Spawn ONE general-purpose judge with all finder outputs + the brief + code read access. It must verify each finding against the cited lines (reject what it can't reproduce), dedup/merge, kill false positives with reasons, and classify survivors into fix-now (≥ cutoff; with a repo-style fix sketch), follow-up (deferrable; with an issue title), rejected (why). Write to .review-loop/round-<N>/triage.md.
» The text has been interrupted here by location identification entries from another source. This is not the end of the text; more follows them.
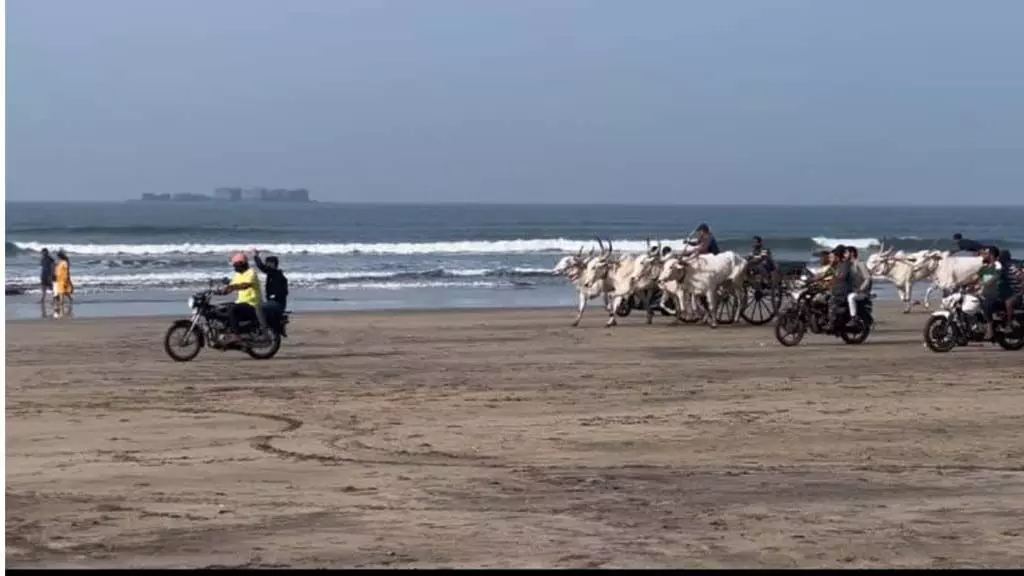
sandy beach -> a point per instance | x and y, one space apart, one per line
508 439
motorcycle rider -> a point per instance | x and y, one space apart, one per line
246 284
862 282
989 287
706 243
276 288
1010 286
842 285
761 261
962 244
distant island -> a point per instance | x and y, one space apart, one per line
236 195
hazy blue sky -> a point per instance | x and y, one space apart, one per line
547 100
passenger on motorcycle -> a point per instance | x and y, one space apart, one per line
246 284
992 288
1012 277
760 260
842 285
706 243
275 289
862 282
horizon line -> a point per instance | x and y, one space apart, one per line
522 204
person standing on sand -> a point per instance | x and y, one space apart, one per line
62 286
45 275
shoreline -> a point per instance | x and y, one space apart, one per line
430 439
881 306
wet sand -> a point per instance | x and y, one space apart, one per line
507 439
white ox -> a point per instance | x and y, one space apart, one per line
704 275
619 277
903 270
572 266
950 272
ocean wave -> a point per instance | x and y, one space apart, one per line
193 279
132 255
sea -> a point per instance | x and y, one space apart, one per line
142 258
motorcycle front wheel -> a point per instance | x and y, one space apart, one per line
939 336
1012 341
180 342
790 329
857 336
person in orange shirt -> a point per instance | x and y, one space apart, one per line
62 286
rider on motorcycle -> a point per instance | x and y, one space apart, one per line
1010 278
760 260
706 243
246 284
992 288
862 282
842 285
275 289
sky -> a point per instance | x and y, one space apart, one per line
724 101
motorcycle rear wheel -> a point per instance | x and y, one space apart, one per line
1013 341
939 325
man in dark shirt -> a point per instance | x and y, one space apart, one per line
706 243
842 285
275 290
45 274
1007 286
962 244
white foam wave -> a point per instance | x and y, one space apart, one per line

If a fix-now item contradicts the approved design, surface via AskUserQuestion before fixing.

Phase 3 — apply

For each fix-now finding in severity order: implement the minimal fix matching surrounding code; add/update tests when testable; build + relevant package tests must pass vs the Phase 0 baseline; commit as a fixup:

git add <files> ; git commit --fixup=<target-sha>

Use hunk stage for files mixing fix-now and deferred changes. Log to .review-loop/round-<N>/applied.md.

Phase 4 — loop

Increment the round, re-run Phase 1 finders on the new diff. New triage-confirmed fix-now findings → back to Phase 2/3. A clean round (zero new fix-now) → Phase 5. Stop at --max-iters and report what remains.

Phase 5 — cold acceptance verifier

Spawn ONE fresh code-reviewer that saw no prior round. Give it only the brief and the full final diff (<base>..HEAD) and ask: APPROVE, or RE-OPEN with concrete findings. APPROVE → Phase 6. RE-OPEN → feed findings into Phase 2 (subject to the same triage discipline).

Phase 6: Finalize (always done by the main loop)

  1. Offer autosquash of the fixups into their originals:
    hunk rebase autosquash --onto <base> --dry-run
    
    Show the plan; on approval run for real. If fixups interleave with other commits on the same lines (conflict risk), instead offer a single review: commit via soft reset. Declined → leave fixups as-is.
  2. Final verification: build + full tests + lint, green vs the Phase 0 baseline.
  3. Summary (concise, to chat): rounds run, confirmed vs rejected per round, fixes applied (with commits), the deferred follow-up list (suggest opening issues), and the verifier verdict.

Notes

  • In-instance by design. Finders, triage, and verifier are subagents, so the heavy reading lives in their context, not yours. The Substrate path (/s-code-review) is the alternative when you want findings tracked in the review system / web UI; this trades that for lower context cost.
  • Never skip triage. Raw adversarial finders produce plausible-but-wrong findings; verify-and-reject is what makes auto-apply safe.
  • Cutoff discipline. Fix C/H/M in-loop; defer L/I to keep the loop converging and the diff focused. Surface deferred items, don't drop them.